Poor Dwight. Since leaving Orlando It has been an uphill climb, being the recipient of trust and almost simultaneously, being rejected. What has happened to the Howard career where in a playoff game he only gets 20 minutes and Mike Muscala plays in the fourth?
It was just 8 years ago that Howard, at this time of year, dismantled LeBron James and was in the NBA Finals. Howard lost to the Lakers but the wisdom at that time was that Howard was not finished. He was going to get back there.
Since his NBA Finals appearance in 2009, his first and last, his playoffs have been ho-hum.

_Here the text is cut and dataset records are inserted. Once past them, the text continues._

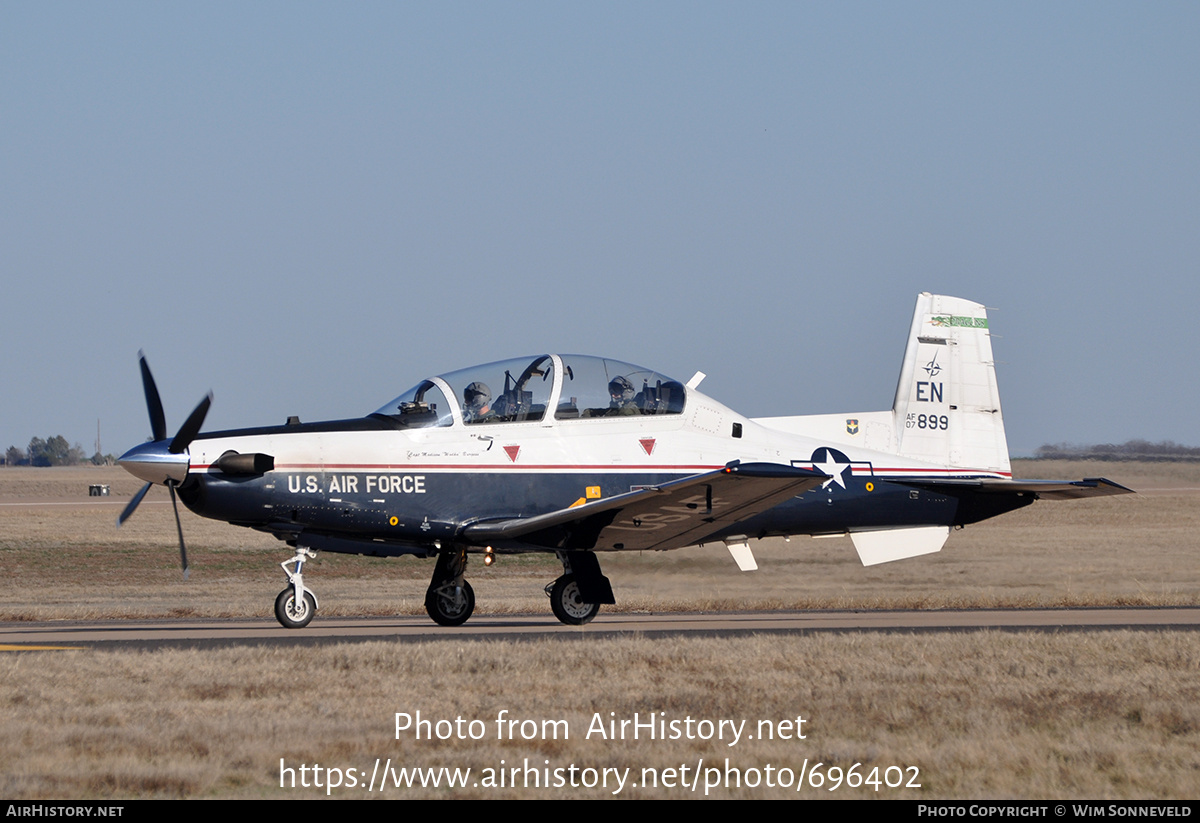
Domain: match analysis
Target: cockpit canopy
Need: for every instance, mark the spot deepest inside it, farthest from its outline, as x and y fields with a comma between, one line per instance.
x=523, y=389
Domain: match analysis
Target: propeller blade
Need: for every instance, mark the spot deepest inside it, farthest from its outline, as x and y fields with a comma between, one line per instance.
x=133, y=504
x=154, y=403
x=179, y=528
x=191, y=426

In 2010, he lost in the Eastern Conference Finals in six games to the Boston Celtics, ruining his dream of avenging his Lakers Finals loss. In 2011, he lost in six games to the Hawks. Two years removed from the Finals, the Magic were eliminated in the first round. In 2013, he was swept by the Spurs and in the close out game was ejected for his second tech. In 2014, Damian Lillard nearly made him cry with a buzzer beater in the first round. In 2015, he lost in the Western Conference Finals to the Warriors who annihilated the Rockets. Last year, he barely put up a fight, losing in 5 games to the Warriors again and then getting into it with James Harden. Or not, Howard already checked out.

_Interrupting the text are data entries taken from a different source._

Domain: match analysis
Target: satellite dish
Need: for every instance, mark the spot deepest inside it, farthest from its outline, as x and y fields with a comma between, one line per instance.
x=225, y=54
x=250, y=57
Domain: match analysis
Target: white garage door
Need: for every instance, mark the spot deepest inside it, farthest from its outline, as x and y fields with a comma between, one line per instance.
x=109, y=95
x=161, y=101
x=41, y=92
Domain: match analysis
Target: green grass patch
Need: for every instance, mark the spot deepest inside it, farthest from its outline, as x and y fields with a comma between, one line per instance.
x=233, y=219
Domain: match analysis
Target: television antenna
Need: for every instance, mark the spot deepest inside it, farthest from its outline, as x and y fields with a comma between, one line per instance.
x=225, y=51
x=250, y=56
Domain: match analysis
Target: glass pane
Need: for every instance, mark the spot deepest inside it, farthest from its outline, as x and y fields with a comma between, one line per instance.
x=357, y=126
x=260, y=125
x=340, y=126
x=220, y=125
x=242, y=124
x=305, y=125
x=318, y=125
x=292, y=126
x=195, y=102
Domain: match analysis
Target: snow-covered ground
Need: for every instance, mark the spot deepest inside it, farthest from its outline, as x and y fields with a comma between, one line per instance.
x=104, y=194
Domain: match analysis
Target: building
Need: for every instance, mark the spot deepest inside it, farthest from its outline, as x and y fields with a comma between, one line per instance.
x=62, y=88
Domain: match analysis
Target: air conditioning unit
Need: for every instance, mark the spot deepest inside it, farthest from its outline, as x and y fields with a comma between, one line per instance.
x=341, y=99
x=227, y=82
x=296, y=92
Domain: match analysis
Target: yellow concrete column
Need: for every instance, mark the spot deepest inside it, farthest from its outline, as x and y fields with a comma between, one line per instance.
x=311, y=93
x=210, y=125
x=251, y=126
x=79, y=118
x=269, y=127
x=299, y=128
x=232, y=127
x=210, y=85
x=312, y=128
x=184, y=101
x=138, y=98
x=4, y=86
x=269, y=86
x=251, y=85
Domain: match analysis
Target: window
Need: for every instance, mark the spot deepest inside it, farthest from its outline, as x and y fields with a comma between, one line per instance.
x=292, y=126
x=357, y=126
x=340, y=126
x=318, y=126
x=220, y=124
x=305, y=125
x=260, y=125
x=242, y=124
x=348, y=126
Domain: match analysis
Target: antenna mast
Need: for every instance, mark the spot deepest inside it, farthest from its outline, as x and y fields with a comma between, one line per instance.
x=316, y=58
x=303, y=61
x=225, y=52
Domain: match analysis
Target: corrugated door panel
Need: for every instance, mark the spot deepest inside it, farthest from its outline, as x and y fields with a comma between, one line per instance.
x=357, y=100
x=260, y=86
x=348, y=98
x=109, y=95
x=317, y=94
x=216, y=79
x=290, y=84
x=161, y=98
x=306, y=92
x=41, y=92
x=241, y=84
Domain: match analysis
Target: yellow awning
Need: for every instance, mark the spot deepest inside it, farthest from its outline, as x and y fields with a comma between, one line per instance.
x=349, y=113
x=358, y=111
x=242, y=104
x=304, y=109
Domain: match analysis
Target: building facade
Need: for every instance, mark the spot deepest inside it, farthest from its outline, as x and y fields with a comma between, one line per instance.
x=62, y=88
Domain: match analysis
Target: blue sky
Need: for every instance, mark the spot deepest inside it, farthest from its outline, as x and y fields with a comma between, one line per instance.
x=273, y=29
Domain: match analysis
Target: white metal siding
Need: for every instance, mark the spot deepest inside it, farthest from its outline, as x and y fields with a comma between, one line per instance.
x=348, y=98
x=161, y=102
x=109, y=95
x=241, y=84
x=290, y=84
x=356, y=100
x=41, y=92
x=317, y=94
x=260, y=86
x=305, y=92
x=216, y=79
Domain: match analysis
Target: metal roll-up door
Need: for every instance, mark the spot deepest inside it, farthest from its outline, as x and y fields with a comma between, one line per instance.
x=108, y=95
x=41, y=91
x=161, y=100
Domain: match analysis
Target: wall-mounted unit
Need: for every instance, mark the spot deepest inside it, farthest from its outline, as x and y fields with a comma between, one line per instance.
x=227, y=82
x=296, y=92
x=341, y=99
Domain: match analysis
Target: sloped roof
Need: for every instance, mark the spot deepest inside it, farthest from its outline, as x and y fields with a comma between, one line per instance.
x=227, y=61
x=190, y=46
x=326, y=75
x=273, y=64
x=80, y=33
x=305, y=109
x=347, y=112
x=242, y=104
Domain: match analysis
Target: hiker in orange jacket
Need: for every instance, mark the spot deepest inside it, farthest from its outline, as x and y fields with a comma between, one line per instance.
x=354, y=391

Howard has played in 90 playoff games, averaging 37.6 minutes so that 20 minutes last night was a total slam, foul trouble or not, small ball or not. In the playoffs, he has averaged 19 points a game and 14 rebounds. Is he in decline? Has he lost his effectiveness, particularly in a series with a seven footer former teammate who is physical and has a couple of post moves Howard cannot stop? Each year in the playoffs, his numbers have descended. From 26.0 points in 2014 to 16.4 points in 2015, to 13.2 points last year and now 6.5 points. You can use the foul excuse or the refs don’t respect Howard anymore excuse but more to the point is Howard himself. He doesn’t have the quickness he used to shame opponents with and he reaches and is often a slow defender. He is responsible for his I reach and you teach fouling strategy.

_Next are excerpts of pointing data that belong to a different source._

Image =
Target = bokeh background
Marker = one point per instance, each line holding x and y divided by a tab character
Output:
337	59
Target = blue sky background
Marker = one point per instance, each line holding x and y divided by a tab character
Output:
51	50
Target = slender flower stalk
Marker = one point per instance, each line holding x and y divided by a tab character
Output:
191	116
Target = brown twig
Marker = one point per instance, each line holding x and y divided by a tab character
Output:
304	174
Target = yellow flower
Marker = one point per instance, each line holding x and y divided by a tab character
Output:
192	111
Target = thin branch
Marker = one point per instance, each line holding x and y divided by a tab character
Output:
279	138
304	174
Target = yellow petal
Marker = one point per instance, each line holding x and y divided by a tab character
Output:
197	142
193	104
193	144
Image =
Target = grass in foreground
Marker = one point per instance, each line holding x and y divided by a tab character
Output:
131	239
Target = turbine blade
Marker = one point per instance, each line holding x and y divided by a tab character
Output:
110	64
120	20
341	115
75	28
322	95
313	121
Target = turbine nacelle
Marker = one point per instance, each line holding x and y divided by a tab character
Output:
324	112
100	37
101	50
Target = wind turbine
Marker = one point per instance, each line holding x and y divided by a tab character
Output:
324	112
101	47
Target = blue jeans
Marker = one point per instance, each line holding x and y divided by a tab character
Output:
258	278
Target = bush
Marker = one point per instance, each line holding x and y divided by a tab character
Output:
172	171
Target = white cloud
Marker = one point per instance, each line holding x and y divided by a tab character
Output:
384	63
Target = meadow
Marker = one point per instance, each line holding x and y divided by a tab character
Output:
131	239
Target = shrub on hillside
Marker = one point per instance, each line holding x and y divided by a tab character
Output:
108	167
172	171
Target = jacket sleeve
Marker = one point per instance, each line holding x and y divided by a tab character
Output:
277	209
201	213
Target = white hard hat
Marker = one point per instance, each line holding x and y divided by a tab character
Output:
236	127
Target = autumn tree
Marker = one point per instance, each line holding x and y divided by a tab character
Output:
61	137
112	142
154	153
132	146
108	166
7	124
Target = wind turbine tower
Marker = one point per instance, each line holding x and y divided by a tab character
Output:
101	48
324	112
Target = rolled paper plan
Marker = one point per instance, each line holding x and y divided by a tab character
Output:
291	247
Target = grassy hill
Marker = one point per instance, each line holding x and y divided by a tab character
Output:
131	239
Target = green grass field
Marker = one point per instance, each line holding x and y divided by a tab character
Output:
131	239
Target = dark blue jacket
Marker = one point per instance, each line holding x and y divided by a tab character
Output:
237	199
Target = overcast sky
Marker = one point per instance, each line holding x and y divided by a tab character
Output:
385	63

Dwight used to be the most explosive dude in the league. Now he may not even be the most explosive player on the Hawks team with Kent Bazemore’s sick athleticism making Howard, at 31, seem old. But that is more an indictment of Howard’s long participation in the NBA than any other shade someone will bring up, any in-game play. When a player is 31, of course his athleticism is going to abandon him. That is when skill takes over. But Howard never developed skill. So here he is. A player who used to be an All-Star, a maybe Hall of Famer way back when, now averaging 6.5 points in the playoffs.
His regular season was an example of Howard’s regression to the mean. He played the fewest minutes of his career. He took the fewest shots. His rebounds were a four year high. His assists were a career low in the Hawks system in which big men pass the ball. Hmm…It’s been four years since Howard recorded more than two blocks a game, a sign that he is not who he used to be but we knew that from the eye test. 13.5 points per game is the lowest since his rookie year of 12.0 points. His offensive rating was a career high and his defensive rating is still enviable.
It is just proof. Howard is no longer a difference maker. No longer elite. He is a good player, not a great player which means he will give you rebounding but not much else. His scoring is hit or miss. He isn’t a difference maker on a playoff team and his best shot at at a title was when he was 24 years old. Since then it’s been going downhill. Fast. Crashing optional. But very possible.